In the Sacramento region, water agencies have a proven way to manage that kind of variability: the Sacramento Regional Water Bank. While the state may be drought-free for the first time in 25 years, the goal is to always be ready when the weather inevitably turns dry.
Like a savings account, a Water Bank makes it possible to deposit water during wet times and withdraw it during dry times. The Sacramento region’s Water Bank can hold enough water to fill Folsom Reservoir twice and can offset the loss of snowpack projected with climate change.
Recent storms brought significant rainfall to Northern California, filling reservoirs and saturating soils. At the same time, snowpack in the Northern Sierra remains below normal — just 61% of average — because many of those storms were warm and fell as rain instead of snow. The result is water that arrives earlier in the year, when it is harder to store for use later in the summer and fall.
That contrast matters. It highlights a growing reality for California: precipitation totals alone no longer tell the water supply story. Timing and form matter as much as volume.
Historically, snowpack served as the state’s largest water bank of sorts, accumulating gradually in winter and melting slowly through spring and summer. With warmer winter storms that will become more frequent, the runoff from will move quickly through rivers and reservoirs. That’s because dam operators cannot store this water because they must keep empty reservoir space available to protect downstream communities if storms intensify, meaning much of that water has no place to go but downstream.
This timing mismatch between when water arrives and when it’s needed is the core challenge California now faces. That’s where banking groundwater comes in.
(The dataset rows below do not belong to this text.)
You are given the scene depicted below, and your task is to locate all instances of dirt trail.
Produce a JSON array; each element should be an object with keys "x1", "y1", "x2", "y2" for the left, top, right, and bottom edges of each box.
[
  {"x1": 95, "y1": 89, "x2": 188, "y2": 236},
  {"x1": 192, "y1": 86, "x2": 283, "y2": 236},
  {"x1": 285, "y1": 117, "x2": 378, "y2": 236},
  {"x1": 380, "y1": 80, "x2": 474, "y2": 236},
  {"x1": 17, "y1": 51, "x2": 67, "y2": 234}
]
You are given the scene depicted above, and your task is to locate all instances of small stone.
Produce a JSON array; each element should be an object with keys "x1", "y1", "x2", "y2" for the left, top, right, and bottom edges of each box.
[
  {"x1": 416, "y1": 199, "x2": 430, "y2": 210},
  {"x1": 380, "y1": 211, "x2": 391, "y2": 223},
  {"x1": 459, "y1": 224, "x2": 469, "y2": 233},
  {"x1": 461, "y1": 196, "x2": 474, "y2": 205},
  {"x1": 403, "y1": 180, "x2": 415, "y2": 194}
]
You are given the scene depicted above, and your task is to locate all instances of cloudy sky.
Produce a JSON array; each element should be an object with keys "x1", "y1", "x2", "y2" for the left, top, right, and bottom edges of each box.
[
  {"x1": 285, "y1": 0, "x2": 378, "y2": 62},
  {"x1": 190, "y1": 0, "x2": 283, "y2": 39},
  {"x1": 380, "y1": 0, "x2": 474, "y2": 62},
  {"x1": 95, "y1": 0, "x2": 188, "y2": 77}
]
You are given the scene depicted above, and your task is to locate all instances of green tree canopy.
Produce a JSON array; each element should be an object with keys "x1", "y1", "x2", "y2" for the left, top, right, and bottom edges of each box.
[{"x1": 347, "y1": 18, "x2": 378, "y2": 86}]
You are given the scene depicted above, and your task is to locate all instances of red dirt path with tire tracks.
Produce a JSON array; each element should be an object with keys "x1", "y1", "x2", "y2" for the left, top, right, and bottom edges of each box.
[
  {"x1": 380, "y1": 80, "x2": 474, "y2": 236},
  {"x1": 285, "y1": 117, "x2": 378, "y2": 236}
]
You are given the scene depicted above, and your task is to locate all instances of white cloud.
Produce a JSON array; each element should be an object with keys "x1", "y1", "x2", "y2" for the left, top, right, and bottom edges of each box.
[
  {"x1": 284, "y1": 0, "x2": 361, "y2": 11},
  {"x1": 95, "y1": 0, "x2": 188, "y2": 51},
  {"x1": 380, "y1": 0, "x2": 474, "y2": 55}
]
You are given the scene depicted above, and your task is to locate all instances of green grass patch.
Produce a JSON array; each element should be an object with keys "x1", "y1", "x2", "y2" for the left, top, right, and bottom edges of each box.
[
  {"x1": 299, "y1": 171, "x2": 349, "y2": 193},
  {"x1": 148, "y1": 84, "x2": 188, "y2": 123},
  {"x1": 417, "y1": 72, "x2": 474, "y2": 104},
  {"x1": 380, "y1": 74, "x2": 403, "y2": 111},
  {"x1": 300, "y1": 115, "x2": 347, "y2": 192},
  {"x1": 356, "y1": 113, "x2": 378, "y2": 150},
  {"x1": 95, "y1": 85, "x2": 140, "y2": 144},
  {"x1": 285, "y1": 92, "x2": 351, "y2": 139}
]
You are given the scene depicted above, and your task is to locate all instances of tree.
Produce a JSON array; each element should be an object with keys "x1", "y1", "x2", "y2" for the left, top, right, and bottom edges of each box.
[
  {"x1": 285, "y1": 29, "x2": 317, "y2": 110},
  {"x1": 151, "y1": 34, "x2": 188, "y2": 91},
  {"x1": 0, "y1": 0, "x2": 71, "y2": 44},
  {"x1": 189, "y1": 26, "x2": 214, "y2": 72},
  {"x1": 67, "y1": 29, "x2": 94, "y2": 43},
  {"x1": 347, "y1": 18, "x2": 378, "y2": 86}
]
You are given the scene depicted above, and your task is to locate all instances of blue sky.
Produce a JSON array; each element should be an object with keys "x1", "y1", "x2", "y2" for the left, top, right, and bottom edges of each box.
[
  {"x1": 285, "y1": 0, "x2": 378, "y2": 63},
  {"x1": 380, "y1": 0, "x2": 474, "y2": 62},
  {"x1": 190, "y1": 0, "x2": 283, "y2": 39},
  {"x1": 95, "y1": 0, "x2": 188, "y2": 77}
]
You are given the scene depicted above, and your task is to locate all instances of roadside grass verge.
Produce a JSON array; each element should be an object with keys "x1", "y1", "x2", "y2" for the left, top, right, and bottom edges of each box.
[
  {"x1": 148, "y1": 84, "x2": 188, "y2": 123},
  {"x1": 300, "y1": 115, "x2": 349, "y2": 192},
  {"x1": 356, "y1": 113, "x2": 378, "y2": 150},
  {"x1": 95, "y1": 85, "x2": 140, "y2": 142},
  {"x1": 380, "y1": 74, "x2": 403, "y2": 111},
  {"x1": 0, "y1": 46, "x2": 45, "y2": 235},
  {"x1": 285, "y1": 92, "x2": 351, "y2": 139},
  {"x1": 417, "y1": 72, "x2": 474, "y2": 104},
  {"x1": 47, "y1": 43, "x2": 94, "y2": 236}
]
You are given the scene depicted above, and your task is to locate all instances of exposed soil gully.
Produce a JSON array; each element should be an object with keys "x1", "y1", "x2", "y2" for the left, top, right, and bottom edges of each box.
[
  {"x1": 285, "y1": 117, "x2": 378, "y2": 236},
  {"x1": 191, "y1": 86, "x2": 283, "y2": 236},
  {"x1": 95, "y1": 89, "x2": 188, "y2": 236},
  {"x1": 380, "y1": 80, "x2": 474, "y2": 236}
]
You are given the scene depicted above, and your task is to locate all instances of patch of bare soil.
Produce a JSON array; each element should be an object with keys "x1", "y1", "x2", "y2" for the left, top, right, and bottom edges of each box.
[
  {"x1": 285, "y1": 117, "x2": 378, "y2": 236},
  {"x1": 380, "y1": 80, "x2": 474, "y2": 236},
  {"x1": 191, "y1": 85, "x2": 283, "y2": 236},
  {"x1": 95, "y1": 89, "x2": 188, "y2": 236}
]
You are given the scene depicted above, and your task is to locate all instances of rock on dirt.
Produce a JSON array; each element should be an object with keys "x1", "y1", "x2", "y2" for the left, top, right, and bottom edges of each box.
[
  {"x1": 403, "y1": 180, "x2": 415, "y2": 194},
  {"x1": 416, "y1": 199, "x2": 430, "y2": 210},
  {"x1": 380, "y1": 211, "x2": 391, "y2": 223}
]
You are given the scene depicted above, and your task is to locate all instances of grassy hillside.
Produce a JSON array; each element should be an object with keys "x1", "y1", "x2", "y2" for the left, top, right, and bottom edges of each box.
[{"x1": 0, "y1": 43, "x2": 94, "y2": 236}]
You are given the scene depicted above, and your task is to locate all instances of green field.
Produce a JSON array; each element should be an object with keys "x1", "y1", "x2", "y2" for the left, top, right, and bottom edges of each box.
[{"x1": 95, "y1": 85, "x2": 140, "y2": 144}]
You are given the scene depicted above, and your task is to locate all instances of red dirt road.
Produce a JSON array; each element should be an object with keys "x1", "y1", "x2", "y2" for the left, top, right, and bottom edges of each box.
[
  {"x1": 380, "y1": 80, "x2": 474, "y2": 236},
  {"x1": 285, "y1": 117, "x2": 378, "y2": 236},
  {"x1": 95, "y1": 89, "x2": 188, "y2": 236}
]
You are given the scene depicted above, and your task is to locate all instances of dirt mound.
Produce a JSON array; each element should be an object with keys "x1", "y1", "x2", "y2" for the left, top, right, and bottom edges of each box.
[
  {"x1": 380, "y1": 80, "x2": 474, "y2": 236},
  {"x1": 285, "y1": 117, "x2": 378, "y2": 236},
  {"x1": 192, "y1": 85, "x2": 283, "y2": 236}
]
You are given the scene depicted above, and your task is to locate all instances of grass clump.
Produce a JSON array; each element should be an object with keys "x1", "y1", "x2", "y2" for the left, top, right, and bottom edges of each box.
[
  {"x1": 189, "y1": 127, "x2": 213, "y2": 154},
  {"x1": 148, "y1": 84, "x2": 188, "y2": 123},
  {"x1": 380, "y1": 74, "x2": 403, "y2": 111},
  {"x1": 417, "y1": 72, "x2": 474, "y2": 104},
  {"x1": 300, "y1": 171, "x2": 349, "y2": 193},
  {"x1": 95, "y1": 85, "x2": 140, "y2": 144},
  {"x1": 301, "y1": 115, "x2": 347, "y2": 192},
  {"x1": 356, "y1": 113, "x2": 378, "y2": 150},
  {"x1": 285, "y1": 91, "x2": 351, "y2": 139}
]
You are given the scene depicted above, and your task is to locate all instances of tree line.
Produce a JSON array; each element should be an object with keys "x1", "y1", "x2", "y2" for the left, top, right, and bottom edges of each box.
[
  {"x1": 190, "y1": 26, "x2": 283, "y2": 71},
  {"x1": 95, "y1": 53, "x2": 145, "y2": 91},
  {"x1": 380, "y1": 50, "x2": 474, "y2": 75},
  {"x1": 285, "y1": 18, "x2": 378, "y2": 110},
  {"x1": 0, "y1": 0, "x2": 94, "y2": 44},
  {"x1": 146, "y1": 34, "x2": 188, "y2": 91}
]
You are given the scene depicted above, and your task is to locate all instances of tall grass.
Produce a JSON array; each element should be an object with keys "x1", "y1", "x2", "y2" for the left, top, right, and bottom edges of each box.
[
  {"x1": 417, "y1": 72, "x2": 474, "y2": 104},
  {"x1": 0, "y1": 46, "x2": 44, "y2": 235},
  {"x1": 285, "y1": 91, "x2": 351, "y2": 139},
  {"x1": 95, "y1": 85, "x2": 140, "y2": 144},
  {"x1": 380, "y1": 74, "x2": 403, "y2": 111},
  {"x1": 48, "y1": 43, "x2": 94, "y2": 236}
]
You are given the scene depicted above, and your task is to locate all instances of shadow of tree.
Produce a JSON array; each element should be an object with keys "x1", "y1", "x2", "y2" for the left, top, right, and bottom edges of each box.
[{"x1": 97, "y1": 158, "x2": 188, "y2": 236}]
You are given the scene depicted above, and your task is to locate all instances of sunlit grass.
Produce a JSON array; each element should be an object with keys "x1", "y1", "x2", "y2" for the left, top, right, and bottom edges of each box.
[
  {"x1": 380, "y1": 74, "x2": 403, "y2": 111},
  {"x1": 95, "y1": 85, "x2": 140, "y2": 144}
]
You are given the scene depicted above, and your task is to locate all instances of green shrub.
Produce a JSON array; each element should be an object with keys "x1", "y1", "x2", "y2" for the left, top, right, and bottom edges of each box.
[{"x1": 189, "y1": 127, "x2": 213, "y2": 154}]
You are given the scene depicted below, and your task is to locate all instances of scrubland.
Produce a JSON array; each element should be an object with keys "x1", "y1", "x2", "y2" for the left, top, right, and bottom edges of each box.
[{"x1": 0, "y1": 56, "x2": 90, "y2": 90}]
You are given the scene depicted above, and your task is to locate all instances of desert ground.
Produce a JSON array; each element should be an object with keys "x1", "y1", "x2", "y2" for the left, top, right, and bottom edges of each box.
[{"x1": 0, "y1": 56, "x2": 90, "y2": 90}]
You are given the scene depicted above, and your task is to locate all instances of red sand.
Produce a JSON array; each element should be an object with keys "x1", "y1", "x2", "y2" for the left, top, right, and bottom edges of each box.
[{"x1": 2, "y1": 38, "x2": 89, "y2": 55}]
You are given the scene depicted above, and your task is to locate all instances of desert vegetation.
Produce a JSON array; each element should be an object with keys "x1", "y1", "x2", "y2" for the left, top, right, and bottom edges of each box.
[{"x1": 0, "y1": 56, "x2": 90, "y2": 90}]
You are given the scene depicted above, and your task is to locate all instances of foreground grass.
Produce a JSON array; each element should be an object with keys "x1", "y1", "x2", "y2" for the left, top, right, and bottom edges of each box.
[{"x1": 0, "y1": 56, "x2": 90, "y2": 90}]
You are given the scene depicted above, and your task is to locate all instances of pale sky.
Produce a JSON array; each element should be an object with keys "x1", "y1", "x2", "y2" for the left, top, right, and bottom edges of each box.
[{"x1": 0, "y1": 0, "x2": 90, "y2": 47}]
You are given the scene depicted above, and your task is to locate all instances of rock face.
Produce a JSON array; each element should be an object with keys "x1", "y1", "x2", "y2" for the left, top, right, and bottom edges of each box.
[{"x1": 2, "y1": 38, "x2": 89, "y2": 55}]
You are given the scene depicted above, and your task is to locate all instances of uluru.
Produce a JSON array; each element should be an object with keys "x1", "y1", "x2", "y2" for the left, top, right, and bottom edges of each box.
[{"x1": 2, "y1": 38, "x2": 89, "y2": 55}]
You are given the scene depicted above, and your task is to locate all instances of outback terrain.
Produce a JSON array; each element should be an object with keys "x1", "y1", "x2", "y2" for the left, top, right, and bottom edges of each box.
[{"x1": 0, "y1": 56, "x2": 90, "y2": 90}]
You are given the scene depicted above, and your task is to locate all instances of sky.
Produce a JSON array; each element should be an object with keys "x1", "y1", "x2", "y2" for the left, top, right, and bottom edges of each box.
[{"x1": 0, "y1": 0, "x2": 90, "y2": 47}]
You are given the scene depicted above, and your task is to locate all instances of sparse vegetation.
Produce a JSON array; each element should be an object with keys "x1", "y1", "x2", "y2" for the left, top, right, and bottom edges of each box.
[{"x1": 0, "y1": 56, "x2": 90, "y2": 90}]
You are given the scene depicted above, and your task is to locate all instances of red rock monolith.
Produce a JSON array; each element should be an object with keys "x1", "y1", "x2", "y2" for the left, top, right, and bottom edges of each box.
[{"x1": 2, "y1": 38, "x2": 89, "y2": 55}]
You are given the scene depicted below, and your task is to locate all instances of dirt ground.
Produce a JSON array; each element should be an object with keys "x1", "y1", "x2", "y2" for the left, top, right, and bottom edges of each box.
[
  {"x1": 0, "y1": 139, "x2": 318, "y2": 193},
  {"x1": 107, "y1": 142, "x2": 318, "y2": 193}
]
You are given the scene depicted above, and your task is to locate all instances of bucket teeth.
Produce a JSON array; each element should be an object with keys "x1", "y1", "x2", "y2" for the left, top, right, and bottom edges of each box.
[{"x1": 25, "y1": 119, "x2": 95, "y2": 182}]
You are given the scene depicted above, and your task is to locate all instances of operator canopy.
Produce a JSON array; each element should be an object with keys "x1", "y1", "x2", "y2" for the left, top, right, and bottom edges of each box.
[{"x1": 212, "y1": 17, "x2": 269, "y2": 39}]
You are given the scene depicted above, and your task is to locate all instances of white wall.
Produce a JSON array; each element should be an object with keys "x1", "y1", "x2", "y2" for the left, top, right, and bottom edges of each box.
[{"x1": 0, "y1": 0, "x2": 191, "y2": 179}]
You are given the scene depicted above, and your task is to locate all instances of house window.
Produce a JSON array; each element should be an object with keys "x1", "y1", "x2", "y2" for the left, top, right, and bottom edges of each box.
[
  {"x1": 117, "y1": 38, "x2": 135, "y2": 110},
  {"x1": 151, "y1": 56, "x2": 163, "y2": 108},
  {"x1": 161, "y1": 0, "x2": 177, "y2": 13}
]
How groundwater banking works
The basic concept is to maximize the use of water when Nature provides it. When surface water is available in rivers and reservoirs, for example, water providers use it instead of pumping nearby groundwater. Every gallon of surface water delivered to customers in place of groundwater leaves water stored beneath us. This approach, known in the industry as in-lieu recharge, is the backbone of groundwater banking in our region.
Over time, this approach has translated into real, measurable gains. Over the past 25 years, local water suppliers have recharged nearly 900,000 acre-feet of water underground. In 2024 alone, Sacramento-area water providers banked more than 35,000 acre-feet of water — nearly 11.5 billion gallons — by using surface water instead of groundwater whenever conditions allowed. That is enough water to supply more than 100,000 households for a year.
Across the region, water suppliers have built this capacity one project at a time, supported by more than $180 million in state grants, modernizing existing wells, adding specialized wells capable of pumping water into aquifers and improving connections between systems.
The benefits go beyond water supply reliability. By banking water underground, water suppliers reduce pressure on rivers during dry years — leaving more water in the lower American River when fish need it most, supporting cooler temperatures and healthier habitat.
Snowpack will continue to fluctuate. What must remain consistent is how California adapts. The answer is clear: the state must invest in systems that can capture water when it’s available so that it’s there when needed.
With proven projects, strong safeguards and transparent accounting, our region should be first in line for that investment. Groundwater banking is a proven, scalable strategy for managing water in a changing climate, and one that is already delivering real benefits today for the Sacramento region.
Jim Peifer is executive director of the Regional Water Authority, representing nearly two dozen water suppliers serving 2.2 million people in the Sacramento region.